Die Kosten für Elektrizität unterscheiden sich je nach Kundengruppe stark. So bezahlt ein durchschnittlicher Haushalt im Jahr 2012 ca. 26,4 Cent pro Kilowattstunden (ct. pro kWh).

Rund 56 Prozent davon fallen auf die Beschaffungskosten, also Erzeugung Transport und Betrieb. Steuern und Abgaben machen bei dem Haushaltstrompreis einen Anteil von 44 Prozent aus.

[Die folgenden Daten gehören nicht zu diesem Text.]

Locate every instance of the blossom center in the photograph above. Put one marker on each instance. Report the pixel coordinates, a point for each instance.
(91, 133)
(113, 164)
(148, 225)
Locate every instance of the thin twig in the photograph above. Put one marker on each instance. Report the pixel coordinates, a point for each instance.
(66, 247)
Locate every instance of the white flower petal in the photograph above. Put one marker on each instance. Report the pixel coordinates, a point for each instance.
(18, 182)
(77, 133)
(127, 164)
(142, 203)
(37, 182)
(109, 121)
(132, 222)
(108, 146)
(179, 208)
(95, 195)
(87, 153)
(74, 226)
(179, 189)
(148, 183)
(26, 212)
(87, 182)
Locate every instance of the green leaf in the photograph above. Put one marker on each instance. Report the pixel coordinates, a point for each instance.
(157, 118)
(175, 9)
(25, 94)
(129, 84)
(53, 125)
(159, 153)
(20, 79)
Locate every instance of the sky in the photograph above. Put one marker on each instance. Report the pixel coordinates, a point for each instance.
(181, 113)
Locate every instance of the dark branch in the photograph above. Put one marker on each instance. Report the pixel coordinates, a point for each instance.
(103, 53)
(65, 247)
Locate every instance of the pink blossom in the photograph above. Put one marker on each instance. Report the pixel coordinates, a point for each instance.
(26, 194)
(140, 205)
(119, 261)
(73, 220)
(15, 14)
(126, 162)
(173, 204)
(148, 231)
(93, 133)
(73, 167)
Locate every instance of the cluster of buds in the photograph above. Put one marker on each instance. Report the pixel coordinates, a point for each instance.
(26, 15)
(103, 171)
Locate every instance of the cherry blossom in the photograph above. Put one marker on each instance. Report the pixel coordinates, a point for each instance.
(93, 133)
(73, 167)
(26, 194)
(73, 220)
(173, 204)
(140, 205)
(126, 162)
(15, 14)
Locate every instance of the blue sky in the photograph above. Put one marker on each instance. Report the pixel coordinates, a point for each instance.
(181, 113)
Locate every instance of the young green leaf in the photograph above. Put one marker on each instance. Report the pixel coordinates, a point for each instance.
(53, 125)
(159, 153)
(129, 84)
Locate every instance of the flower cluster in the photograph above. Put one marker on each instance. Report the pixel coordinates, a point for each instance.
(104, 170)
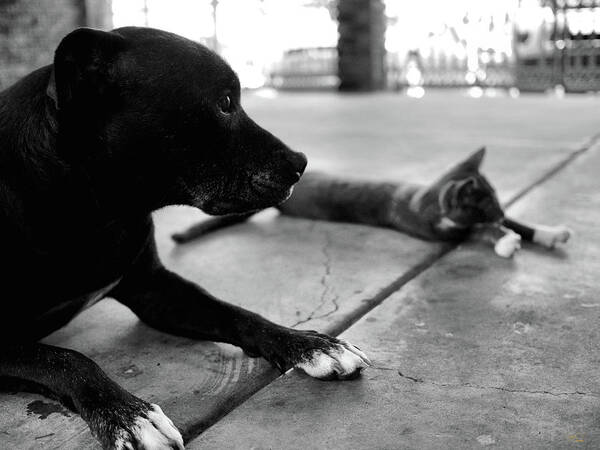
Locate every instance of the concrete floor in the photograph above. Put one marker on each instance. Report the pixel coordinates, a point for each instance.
(469, 350)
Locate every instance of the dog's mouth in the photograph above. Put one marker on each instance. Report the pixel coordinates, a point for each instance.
(261, 197)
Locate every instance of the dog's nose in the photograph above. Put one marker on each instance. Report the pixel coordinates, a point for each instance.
(299, 162)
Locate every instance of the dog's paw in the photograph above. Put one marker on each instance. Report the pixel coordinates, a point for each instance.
(507, 245)
(151, 430)
(549, 237)
(340, 361)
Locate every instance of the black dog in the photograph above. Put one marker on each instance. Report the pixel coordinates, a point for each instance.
(121, 124)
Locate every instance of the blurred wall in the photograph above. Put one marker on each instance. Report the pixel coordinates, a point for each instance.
(361, 45)
(30, 30)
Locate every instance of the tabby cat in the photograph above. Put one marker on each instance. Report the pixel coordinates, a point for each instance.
(461, 203)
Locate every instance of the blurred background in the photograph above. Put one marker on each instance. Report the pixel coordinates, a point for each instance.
(352, 45)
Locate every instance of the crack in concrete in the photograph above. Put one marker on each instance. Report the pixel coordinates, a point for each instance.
(325, 287)
(497, 388)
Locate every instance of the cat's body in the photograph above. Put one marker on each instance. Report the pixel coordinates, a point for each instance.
(461, 202)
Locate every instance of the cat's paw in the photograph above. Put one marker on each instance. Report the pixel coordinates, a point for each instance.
(549, 237)
(507, 245)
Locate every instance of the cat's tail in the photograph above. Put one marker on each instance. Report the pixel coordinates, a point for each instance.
(208, 226)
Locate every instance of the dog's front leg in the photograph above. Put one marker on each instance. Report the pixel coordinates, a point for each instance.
(172, 304)
(118, 419)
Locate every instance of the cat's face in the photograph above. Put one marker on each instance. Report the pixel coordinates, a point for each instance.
(466, 197)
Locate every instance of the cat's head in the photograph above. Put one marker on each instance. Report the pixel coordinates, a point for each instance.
(465, 196)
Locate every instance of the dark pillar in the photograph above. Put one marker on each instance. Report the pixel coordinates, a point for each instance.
(361, 45)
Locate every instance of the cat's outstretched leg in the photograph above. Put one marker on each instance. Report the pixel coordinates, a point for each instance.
(505, 241)
(208, 226)
(544, 235)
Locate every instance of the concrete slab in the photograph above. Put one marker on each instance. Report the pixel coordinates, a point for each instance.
(313, 275)
(475, 351)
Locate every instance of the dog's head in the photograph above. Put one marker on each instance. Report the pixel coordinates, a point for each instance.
(157, 116)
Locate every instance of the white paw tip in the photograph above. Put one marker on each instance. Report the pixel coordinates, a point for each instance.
(344, 360)
(550, 236)
(156, 432)
(507, 245)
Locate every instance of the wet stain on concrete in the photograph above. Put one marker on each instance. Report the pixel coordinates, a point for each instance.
(44, 409)
(130, 371)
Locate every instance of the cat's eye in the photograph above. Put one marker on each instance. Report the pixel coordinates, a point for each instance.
(225, 105)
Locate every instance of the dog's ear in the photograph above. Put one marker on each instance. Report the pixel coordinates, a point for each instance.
(82, 64)
(475, 159)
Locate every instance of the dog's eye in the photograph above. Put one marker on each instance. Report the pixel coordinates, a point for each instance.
(224, 104)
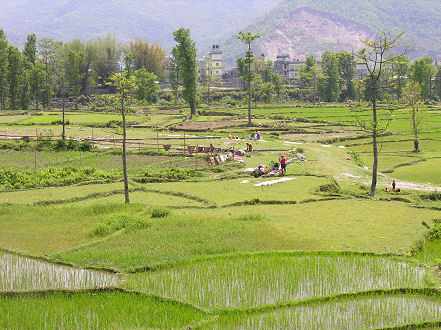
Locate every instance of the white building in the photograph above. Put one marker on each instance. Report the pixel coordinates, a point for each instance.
(212, 63)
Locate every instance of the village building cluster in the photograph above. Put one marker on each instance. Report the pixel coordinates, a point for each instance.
(212, 66)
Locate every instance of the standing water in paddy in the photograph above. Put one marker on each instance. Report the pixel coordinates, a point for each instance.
(24, 274)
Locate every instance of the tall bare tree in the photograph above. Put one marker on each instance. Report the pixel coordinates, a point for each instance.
(124, 86)
(378, 58)
(412, 96)
(248, 38)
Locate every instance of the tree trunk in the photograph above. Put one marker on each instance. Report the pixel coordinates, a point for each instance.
(193, 104)
(374, 145)
(126, 179)
(415, 133)
(64, 123)
(250, 124)
(208, 92)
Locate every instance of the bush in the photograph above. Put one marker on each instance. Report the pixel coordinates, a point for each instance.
(174, 174)
(60, 122)
(159, 212)
(331, 188)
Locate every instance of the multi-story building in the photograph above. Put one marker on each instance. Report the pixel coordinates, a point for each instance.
(286, 67)
(212, 63)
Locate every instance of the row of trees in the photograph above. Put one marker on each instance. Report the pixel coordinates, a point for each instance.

Die Strompreise für Industrieunternehmen liegen deutlich unter dem Haushaltsstrompreis. Sie variieren je nach Jahresverbrauch, Höchstlast und jährlichen Benutzungsstunden. Im Durchschnitt bezahlten mittlere Industriebetriebe 2010 ca. 12 ct. pro kWh. Große Industrieunternehmen zahlten 2011 hingegen durchschnittlich nur rund 6 ct. pro kWh. Dies liegt unter anderem daran, dass Industrieunternehmen erheblich weniger Steuern und Abgaben für eine Kilowattstunde Strom bezahlen. So werden sie zum Beispiel weitestgehend von der EEG-Umlage befreit. Der strompreisdämpfende Effekt der Erneuerbaren Energien (Merit-Order-Effekt) hat dann zur Folge, dass Industrieunternehmen netto vom Ausbau Erneuerbarer Energien profitieren.